The case of Mullaly & Beddoe  FamCA 891 (23 October 2015) was a Family Court of Australia application in a case in relation to parenting and property matters between a separated husband and wife.
The wife wanted to relocate with the parties’ child to the United States of America. The husband asked the Court to issue an order restraining the wife from taking the child out of Australia.
During the initial proceedings Judge Jarrett made orders that the parties obtain a Family Report to assist the Court in evaluating the circumstances. The Family Report was completed by a psychologist who was elected by the parties. The Family Report recommended that the child remain in Australia.

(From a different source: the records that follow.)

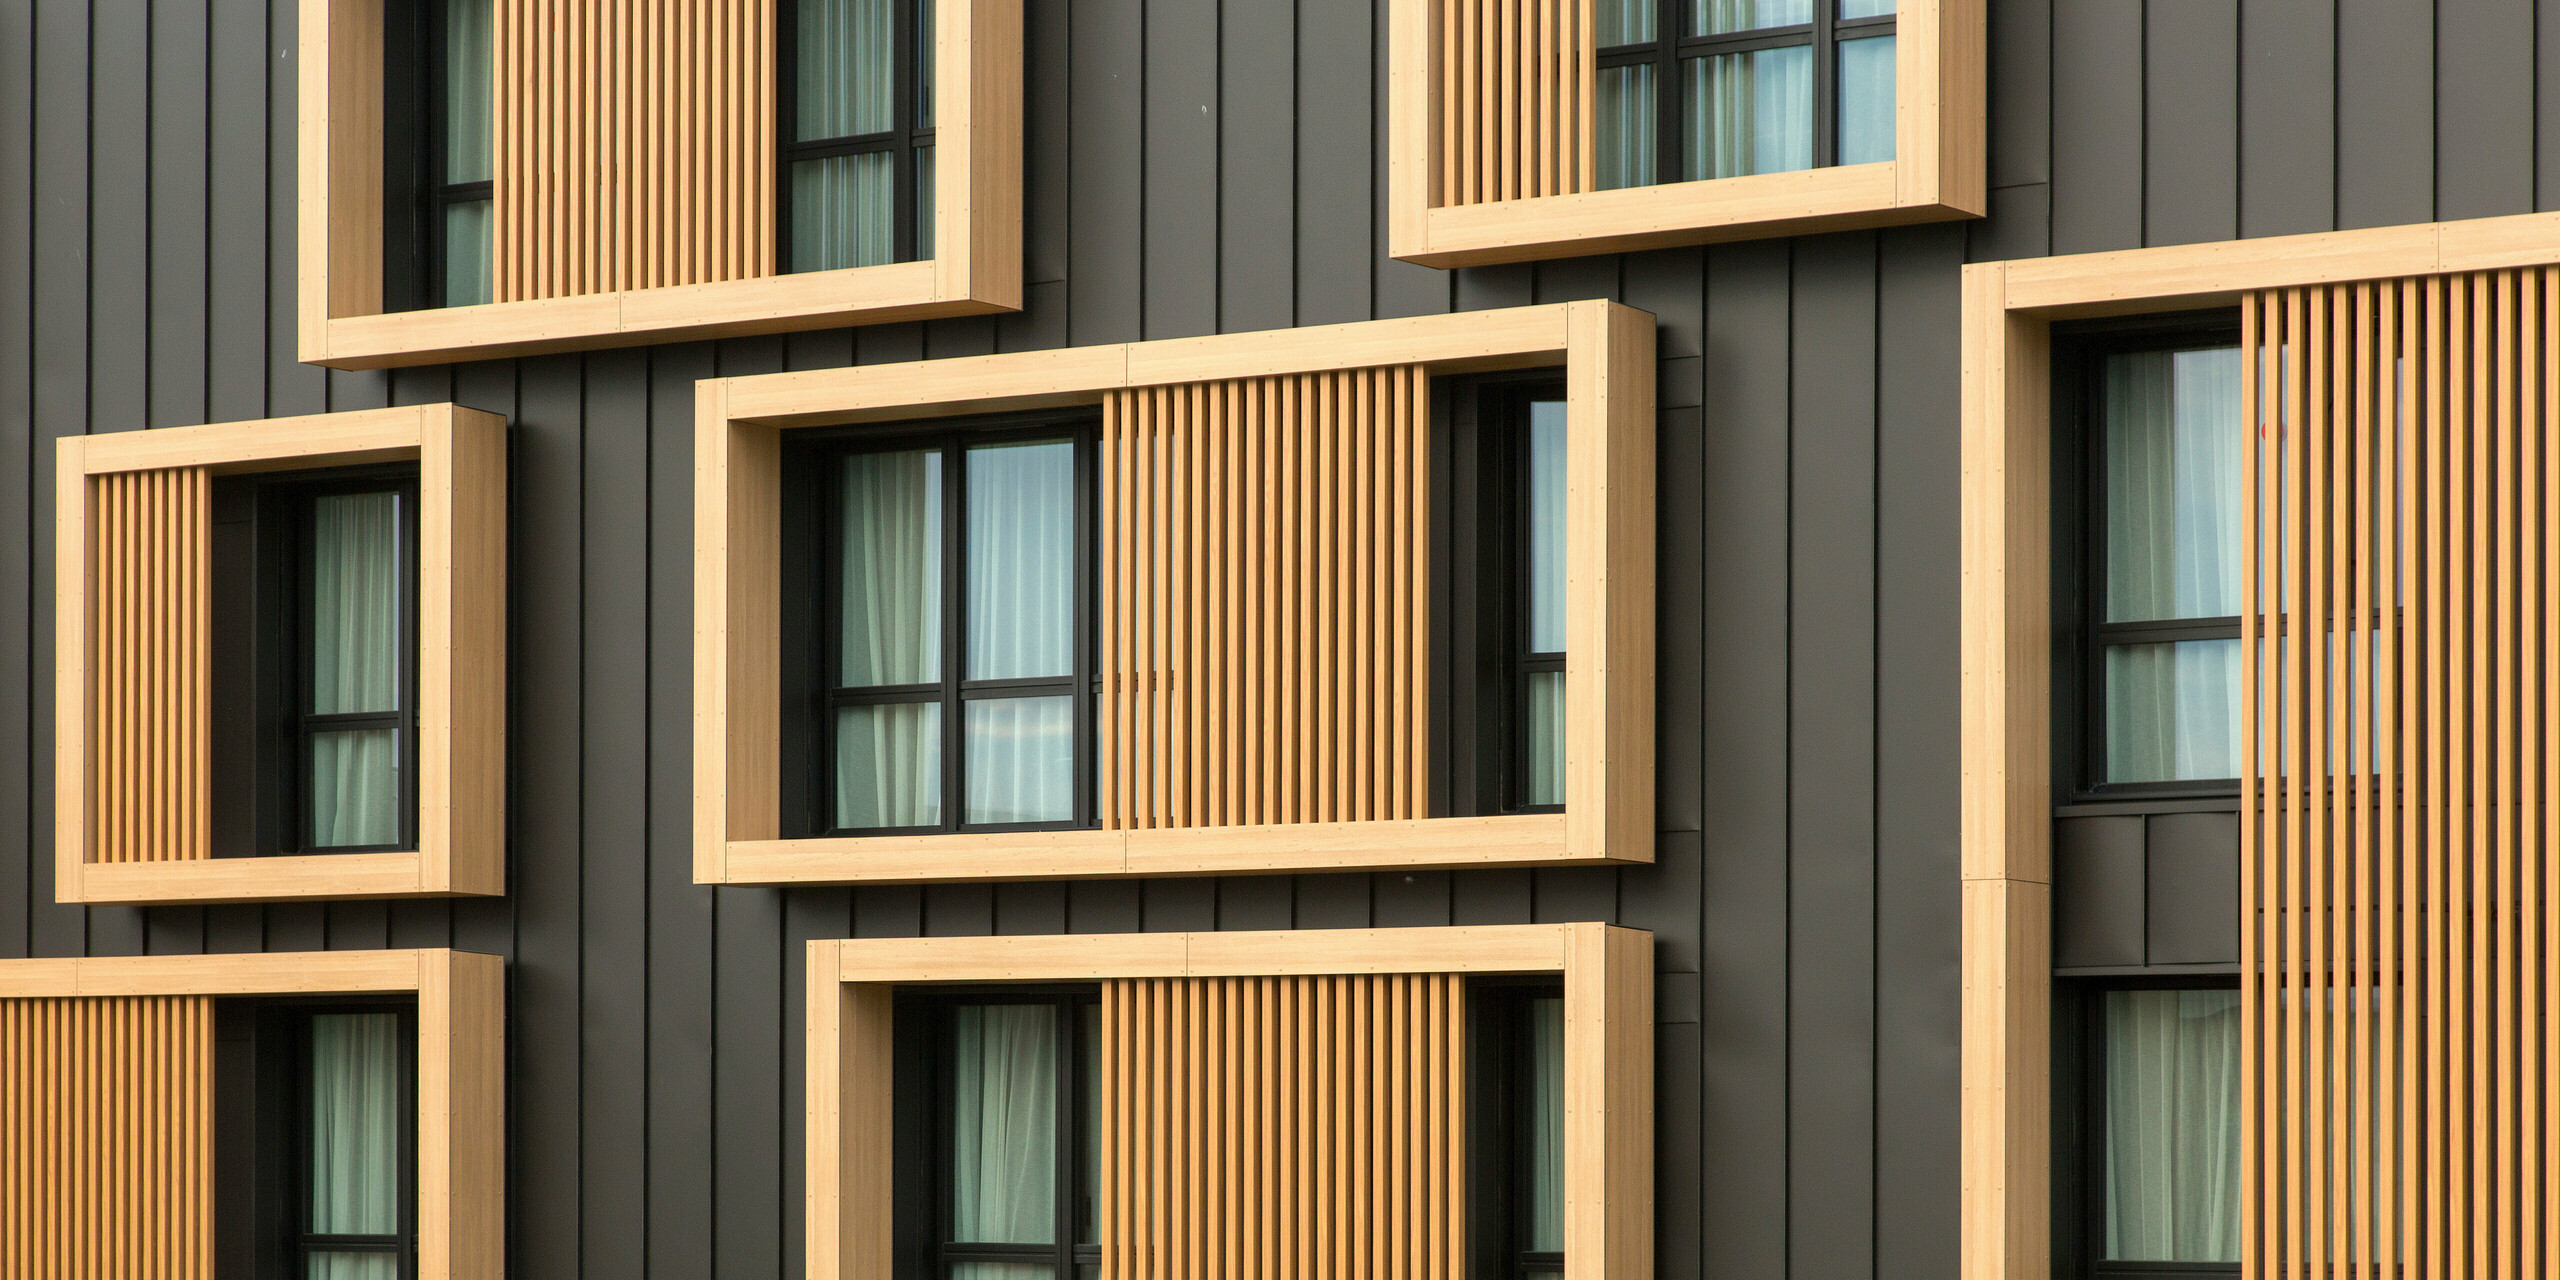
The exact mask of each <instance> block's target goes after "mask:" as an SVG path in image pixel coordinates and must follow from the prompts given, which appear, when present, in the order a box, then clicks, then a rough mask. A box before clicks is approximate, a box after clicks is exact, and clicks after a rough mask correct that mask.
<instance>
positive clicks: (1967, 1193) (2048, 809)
mask: <svg viewBox="0 0 2560 1280" xmlns="http://www.w3.org/2000/svg"><path fill="white" fill-rule="evenodd" d="M2547 264H2560V215H2555V212H2529V215H2516V218H2481V220H2465V223H2422V225H2399V228H2373V230H2335V233H2317V236H2278V238H2266V241H2222V243H2196V246H2168V248H2127V251H2115V253H2076V256H2063V259H2022V261H1987V264H1974V266H1966V269H1964V499H1961V502H1964V517H1961V522H1964V796H1961V804H1964V822H1961V832H1964V1103H1961V1106H1964V1139H1961V1142H1964V1157H1961V1160H1964V1190H1961V1198H1964V1208H1961V1216H1964V1226H1961V1234H1964V1244H1961V1249H1964V1262H1961V1272H1964V1277H1966V1280H2043V1277H2048V1275H2051V1252H2053V1239H2051V1226H2053V1221H2051V1190H2053V1142H2051V1121H2053V1103H2051V1057H2053V1052H2051V1039H2053V1027H2051V1016H2053V1014H2051V1011H2053V957H2051V899H2053V888H2051V886H2053V873H2051V845H2053V730H2051V714H2053V709H2051V678H2053V645H2056V635H2053V609H2051V576H2053V550H2051V545H2053V532H2051V509H2053V494H2051V481H2053V453H2051V448H2053V410H2051V384H2053V356H2051V328H2053V320H2079V317H2104V315H2143V312H2176V310H2194V307H2222V305H2237V302H2240V294H2243V292H2250V289H2281V287H2301V284H2340V282H2360V279H2394V276H2414V274H2437V271H2488V269H2504V266H2547Z"/></svg>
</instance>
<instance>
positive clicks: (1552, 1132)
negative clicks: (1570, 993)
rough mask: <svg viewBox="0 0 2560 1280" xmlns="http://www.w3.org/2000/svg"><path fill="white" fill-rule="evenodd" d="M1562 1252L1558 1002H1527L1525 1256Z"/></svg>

The wife disagreed with the Family Report and submitted an Application in a Case (an application in relation to an existing family law case) to have the Family Report struck out or that another person be engaged to prepare a further Family Report. This proceeding was before Judge Hogan and determined whether the Family Report should be struck out and a further report produced.
The husband and wife married in 2008 and separated permanently on 27 January 2010. They had a child together in 2007. After separation the child lived with the wife but had contact with the husband 5 nights each fortnight.
The Family Report
The Family Report was completed by a qualified psychologist (“Ms E”). Ms E interviewed the wife, husband and child. Having done this she produced a Family Report making recommendations that
the current parenting arrangements remain in place. Ms E concluded that it was in the child’s best interest to maintain a relationship with both parents and this would be best achieved if the child remained in Australia.
The wife disagreed and asked the Court to strike out Ms E’s Family Report. Instead, the wife argued that a second psychologist (“Ms F”) be granted leave by the Court to produce a further Family Report under rule 15.52 of the Family Law Rules 2004. Rule 15.52 provides rules about applications for the use of expert witnesses.
In objecting to Ms E’s Family Report the wife put forward the following objections:
1. Ms E was not a Family Consultant under regulation 7 of the Family Law Regulations 1984;
2. Ms E failed to address questions put to her by the parties and failed to set out the findings that she relied on in the Family Report;
3. Ms E’s opinions were not based on specialised knowledge; and
4. Ms E had stepped outside of her area of expertise and taken irrelevant considerations into account and not considered relevant matters.
No Requirement that Family Consultants Produce Family Reports
The wife’s counsel argued that Ms E was not appointed as a Family Consultant under regulation 7 of the Family Law Regulations. The wife’s counsel then argued that as a result Ms E could not perform the duties of a Family Consultant as defined by section 11A of the Family Law Act 1975 (the “Act”) or produce Family Reports under section 62G of the Act.
Judge Hogan considered these arguments and considered section 11B of the Act which states a family consultant is a person:
(a) appointed under section 38N of the Act;
(b) appointed in relation to the Federal Circuit Court of Australia under the Federal Circuit Court of Australia Act 1999;
(c) appointed under the Regulations; or
(d) appointed to a Family Court of a State under state law.
While section 11B of the Act would apply in regard to a Family Consultant, Judge Hogan found that there was no order made that the parties engage a Family Consultant to produce the Family Report. Neither was an order made under section 11F of the Act requiring parties to attend an appointment with a Family Consultant. Finally, no order was made under section 62G of the Act for a report to be produced by a Family Consultant.
Judge Hogan found that there was no requirement under the Act that a Family Report be produced by a Family Consultant. The parties elected the appointment of a single expert witness under rule 15.44 of the Family Law Rules to help them resolve a substantial issue in a case and prepare a Family Report. Just because a party did not like the outcome of the Family Report was not grounds to dismiss the expert witness nor the evidence adduced by the expert witness.
The wife’s application in a case relating to the Family Report was dismissed.